The 72-year-old believes he, assistant Marco Tardelli and their staff completed the latest phase of their mission when they guided their side into the Euro 2012 finals last night.
Trapattoni said: "We said we did not want to put any pressure on the FAI but in the future, we will talk about this. It was important for us to have clarity.
"We are all responsible people and we were aware that had we failed with qualification, things could have gone differently. But now, there is clarity on both sides.
"I have said I think we deserve a new agreement, Marco and myself. We are now happy with the squad. We find new players in almost every game.
"We have done what we were asked to do by the FAI and the Irish people.

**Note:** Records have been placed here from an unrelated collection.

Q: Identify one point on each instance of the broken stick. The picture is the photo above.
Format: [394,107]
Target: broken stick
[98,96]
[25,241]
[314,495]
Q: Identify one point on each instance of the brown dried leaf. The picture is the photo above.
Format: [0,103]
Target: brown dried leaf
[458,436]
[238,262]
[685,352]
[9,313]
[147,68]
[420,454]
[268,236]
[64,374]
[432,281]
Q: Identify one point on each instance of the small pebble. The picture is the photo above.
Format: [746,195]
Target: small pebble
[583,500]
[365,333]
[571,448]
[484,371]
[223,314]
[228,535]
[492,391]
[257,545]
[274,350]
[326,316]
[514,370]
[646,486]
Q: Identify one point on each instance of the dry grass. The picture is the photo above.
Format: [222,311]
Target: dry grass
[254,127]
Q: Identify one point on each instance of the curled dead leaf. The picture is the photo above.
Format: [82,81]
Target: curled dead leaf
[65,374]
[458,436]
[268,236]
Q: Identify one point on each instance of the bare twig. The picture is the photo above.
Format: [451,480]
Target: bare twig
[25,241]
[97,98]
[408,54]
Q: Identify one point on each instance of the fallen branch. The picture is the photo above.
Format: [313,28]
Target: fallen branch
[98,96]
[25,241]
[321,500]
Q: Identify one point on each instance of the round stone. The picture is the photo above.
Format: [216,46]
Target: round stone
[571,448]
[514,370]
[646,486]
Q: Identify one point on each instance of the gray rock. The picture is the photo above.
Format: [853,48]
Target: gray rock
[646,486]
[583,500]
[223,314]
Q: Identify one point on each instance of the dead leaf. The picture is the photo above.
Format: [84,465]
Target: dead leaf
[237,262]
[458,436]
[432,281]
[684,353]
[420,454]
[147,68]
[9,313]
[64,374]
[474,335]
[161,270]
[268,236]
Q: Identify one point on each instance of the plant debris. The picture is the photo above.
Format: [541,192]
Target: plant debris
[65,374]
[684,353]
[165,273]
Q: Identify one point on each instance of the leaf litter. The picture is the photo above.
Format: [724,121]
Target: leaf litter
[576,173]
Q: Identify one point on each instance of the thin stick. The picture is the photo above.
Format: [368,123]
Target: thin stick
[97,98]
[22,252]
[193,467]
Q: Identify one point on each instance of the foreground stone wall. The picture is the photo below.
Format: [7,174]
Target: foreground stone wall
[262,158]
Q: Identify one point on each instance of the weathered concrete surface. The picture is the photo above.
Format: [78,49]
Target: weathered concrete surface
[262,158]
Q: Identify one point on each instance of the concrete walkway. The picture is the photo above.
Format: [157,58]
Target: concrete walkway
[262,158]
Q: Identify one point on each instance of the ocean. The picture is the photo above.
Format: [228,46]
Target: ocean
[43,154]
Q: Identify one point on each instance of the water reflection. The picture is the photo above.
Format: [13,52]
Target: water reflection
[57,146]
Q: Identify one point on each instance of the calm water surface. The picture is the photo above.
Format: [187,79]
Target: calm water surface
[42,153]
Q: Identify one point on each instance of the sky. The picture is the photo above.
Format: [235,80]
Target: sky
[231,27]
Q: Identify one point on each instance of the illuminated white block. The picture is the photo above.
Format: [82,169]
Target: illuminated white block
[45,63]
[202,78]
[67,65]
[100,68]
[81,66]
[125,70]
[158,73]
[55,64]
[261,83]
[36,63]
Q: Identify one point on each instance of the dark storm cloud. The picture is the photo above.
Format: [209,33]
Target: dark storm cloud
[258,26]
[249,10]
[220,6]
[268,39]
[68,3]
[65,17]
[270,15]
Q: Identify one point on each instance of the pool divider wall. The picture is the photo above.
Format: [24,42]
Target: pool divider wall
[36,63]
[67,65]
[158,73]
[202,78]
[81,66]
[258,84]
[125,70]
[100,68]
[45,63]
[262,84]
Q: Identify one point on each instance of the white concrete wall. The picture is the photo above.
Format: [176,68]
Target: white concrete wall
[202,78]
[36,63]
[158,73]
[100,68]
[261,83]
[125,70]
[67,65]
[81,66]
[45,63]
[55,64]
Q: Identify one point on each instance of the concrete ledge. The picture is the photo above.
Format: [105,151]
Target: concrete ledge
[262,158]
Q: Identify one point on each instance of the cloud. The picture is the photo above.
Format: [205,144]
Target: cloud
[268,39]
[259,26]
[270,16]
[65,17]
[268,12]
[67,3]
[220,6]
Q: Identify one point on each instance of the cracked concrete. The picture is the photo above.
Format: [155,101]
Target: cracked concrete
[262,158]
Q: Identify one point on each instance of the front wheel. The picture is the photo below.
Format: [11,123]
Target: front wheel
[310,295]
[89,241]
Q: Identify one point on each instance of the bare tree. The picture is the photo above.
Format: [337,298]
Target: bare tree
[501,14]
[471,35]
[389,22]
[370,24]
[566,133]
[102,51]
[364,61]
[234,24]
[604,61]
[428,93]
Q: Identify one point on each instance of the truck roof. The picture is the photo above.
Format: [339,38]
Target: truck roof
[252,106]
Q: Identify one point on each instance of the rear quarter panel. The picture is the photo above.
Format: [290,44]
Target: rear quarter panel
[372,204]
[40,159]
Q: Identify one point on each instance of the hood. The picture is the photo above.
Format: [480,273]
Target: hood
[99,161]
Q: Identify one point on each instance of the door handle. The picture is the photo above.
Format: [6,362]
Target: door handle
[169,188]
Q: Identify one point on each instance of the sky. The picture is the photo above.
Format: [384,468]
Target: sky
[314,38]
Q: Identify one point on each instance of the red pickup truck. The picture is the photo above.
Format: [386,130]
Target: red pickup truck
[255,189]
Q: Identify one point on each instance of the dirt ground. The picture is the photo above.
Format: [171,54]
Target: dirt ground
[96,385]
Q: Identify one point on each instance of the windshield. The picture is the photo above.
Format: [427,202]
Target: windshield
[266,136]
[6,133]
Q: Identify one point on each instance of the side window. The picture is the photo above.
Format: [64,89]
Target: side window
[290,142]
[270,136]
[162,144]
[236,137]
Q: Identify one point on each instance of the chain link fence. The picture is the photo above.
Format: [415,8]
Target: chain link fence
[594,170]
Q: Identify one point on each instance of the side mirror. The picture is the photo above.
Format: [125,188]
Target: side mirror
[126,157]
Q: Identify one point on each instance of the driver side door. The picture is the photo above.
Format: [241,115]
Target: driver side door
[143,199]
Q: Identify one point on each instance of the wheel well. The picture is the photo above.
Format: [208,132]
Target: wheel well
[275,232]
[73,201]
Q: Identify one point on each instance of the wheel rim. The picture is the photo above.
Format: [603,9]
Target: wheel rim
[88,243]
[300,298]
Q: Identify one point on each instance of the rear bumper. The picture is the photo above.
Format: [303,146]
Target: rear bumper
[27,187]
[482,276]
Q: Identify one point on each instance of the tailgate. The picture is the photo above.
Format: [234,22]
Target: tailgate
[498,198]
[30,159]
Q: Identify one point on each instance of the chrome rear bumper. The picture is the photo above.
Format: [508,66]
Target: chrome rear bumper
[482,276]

They chose us for this reason and I think we have given the perfect answer with qualification."
John Delaney, chief executive of the Football Association of Ireland, indicated last night that the board would meet within the next couple of weeks and talks with Trapattoni would follow.
The Italian and his staff are part-funded by businessman Denis O'Brien, and have already taken two pay cuts with Ireland's financial difficulties biting deep.
There has been speculation that a significantly reduced package could be on the table.
Trapattoni himself has remained, in public at least, relaxed about his contractual situation, preferring instead to concentrate on the two-legged play-off tie against Estonia which secured their passage to Poland and the Ukraine.
However, he has insisted if the worst came to the worst and he could not agree a new deal with Ireland, he would not retire from the game, and having further enhanced his curriculum vitae by ending the Republic qualification drought, he would certainly be in demand.